BrainOmni

Tsinghua University / Shanghai AI Laboratory / University of Cambridge / University College London

Brain foundation model unifying EEG and MEG in a single encoder via a shared discrete tokenizer that transfers across sensor layouts and montages.

Released: May 2025

Parameters: 33 Million

Electroencephalography (EEG) and magnetoencephalography (MEG) both measure the electromagnetic activity of populations of neurons, but they are typically modeled in isolation: EEG and MEG use different sensors, different channel layouts, and different recording montages, so a decoder trained on one configuration rarely transfers to another. This fragmentation has limited brain-signal modeling to small, dataset-specific networks, even as foundation models have transformed genomics, proteins, and natural language. BrainOmni addresses this gap by learning a single representation that spans both modalities and arbitrary sensor arrangements.

Introduced in May 2025 and accepted to NeurIPS 2025, BrainOmni is presented by its authors as the first brain foundation model to unify EEG and MEG. It was developed by a collaboration led by Chao Zhang's group at Tsinghua University (the OpenTSLab team), together with Shanghai AI Laboratory, the MRC Cognition and Brain Sciences Unit at the University of Cambridge, and University College London. The model is released openly with code and pretrained weights under an MIT license.

The core idea is a two-stage design: a tokenizer first converts heterogeneous raw recordings into a shared vocabulary of discrete brain tokens, and a transformer is then pretrained on these tokens with a self-supervised objective.

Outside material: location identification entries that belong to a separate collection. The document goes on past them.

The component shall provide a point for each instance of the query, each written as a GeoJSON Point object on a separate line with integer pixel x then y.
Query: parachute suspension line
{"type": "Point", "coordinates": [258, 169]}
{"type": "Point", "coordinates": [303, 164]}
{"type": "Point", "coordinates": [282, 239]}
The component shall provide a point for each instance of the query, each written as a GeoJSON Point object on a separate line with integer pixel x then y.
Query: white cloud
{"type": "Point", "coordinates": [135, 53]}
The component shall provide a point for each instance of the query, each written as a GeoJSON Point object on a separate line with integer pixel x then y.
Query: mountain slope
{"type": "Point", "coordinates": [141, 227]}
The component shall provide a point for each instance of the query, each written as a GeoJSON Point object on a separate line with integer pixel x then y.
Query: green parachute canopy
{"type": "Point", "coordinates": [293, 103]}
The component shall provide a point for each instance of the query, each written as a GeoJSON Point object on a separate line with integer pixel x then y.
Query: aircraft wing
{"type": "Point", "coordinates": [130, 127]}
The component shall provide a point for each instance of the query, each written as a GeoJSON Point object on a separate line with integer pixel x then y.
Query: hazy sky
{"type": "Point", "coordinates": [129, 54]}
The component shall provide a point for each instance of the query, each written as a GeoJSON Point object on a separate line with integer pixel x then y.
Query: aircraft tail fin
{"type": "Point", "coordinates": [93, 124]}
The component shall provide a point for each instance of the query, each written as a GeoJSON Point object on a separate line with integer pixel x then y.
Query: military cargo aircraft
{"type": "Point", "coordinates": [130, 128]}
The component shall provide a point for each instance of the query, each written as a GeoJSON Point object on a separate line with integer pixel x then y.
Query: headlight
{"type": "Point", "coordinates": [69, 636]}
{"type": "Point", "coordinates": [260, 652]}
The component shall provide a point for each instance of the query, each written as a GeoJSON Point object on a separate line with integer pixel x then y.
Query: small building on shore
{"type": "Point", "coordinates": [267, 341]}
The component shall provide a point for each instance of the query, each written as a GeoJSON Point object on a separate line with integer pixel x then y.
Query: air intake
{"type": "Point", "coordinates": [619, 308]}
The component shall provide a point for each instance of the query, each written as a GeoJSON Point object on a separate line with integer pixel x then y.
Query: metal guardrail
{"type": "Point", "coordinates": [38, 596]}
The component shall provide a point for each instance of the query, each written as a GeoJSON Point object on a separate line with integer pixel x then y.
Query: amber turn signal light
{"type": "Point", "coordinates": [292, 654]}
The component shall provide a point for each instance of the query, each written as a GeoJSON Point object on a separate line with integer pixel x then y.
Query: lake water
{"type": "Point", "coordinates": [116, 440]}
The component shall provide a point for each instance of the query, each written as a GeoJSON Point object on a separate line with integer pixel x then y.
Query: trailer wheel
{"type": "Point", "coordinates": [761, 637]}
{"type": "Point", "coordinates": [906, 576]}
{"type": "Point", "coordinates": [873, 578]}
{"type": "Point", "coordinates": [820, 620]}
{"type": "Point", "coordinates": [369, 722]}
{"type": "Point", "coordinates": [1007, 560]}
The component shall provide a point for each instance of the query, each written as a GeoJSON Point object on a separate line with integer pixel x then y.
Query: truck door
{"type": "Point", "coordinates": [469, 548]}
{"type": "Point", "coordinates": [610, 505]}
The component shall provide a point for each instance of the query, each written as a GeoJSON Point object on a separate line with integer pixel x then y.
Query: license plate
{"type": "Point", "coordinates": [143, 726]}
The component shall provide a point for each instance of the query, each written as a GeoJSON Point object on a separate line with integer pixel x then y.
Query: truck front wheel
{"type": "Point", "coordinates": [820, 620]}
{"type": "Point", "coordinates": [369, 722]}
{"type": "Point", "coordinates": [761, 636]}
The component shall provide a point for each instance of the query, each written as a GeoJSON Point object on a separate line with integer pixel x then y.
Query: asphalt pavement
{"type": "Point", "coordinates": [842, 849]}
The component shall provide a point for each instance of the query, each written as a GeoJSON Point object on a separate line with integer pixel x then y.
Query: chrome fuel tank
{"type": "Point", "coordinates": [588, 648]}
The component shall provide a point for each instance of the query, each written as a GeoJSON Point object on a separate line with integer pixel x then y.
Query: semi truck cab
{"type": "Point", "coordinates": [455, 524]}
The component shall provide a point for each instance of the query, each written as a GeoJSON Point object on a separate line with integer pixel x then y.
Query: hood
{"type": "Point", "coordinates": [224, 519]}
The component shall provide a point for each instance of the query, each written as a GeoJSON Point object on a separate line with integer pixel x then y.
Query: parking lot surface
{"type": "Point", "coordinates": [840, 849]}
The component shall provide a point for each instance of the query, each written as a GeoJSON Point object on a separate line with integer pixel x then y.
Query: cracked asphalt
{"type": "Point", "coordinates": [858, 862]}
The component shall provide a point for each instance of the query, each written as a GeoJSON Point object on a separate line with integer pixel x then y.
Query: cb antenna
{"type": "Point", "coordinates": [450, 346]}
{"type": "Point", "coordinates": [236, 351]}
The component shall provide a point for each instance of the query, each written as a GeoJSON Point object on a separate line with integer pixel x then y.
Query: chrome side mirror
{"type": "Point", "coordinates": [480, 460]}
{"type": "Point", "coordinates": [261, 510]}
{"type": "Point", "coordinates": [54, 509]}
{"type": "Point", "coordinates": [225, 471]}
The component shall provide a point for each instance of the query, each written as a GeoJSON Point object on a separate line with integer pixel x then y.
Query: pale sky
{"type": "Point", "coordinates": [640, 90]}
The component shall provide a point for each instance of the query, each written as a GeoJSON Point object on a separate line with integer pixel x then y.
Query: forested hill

This decouples the model from any specific electrode or sensor layout and lets EEG and MEG contribute to the same representation space.

Key Features

Unified EEG and MEG modeling: A single pretrained model ingests both EEG and MEG recordings, rather than requiring separate modality-specific decoders.
BrainTokenizer with sensor encoding: A residual vector-quantization tokenizer (4 codebook levels, 16 latent source variables) discretizes spatiotemporal brain activity, while a dedicated Sensor Encoder handles varying channel counts and montages.
Criss-cross transformer: BrainOmni applies separate spatial and temporal attention pathways so that both the sensor geometry and the time dynamics of brain signals are captured.
Self-supervised pretraining at scale: The model is pretrained on 1,997 hours of EEG and 656 hours of MEG curated from public datasets, with no task labels required.
Open release in two sizes: Tiny (8.4M parameters) and base (33M parameters) checkpoints, plus the tokenizer, are available on Hugging Face under an MIT license.

Technical Details

BrainOmni separates signal quantization from semantic learning. BrainTokenizer encodes raw multi-channel recordings into discrete tokens using residual vector quantization with four codebook levels and 16 latent source variables, and a Sensor Encoder maps differing electrode or sensor configurations into a common space so heterogeneous datasets can be tokenized consistently. The BrainOmni backbone is a criss-cross transformer with distinct spatial and temporal attention, pretrained self-supervised over 2,653 total hours (1,997 EEG, 656 MEG) drawn from sources such as TUAB and numerous OpenNeuro datasets. Two sizes are released: 8.4M-parameter tiny and 33M-parameter base. On downstream benchmarks the base model reports balanced accuracies of 0.828 on AD65 (vs. 0.711 for LaBraM) and 0.819 on TUAB for EEG, 0.651 on the ASD74 MEG task, and 0.832 on a multimodal SomatoMotor benchmark, an improvement of roughly 20% over specialized baselines.

Applications

BrainOmni is intended as a general-purpose backbone for neural decoding across both EEG and MEG. Researchers can fine-tune it for clinical and cognitive tasks such as detecting Alzheimer's disease or autism spectrum signatures, abnormal-EEG screening, motor-imagery classification for brain-computer interfaces, and somatomotor decoding. Because the tokenizer normalizes across montages and sensors, the model is especially useful when combining datasets recorded on different hardware, or when a target task has too little labeled data to train a decoder from scratch. The open MIT-licensed weights make it practical to adopt in academic neuroscience and BCI pipelines.

Impact

By demonstrating that EEG and MEG can share a single tokenized representation, BrainOmni extends the foundation-model paradigm to multimodal neurophysiology and provides a route to pooling the field's fragmented public datasets. Its reported gains over modality-specific foundation models such as LaBraM and CBraMod, together with strong multimodal transfer, suggest that cross-modality pretraining is a productive direction for brain-signal modeling. As a recent NeurIPS 2025 contribution, its broader influence is still emerging, and the released checkpoints are modest in size (8.4M-33M parameters) compared with foundation models in other domains, leaving headroom for scaling in future work.

Citation

BrainOmni: A Brain Foundation Model for Unified EEG and MEG Signals

Preprint

Xiao, Q., et al. (2025) BrainOmni: A Brain Foundation Model for Unified EEG and MEG Signals. arXiv.org.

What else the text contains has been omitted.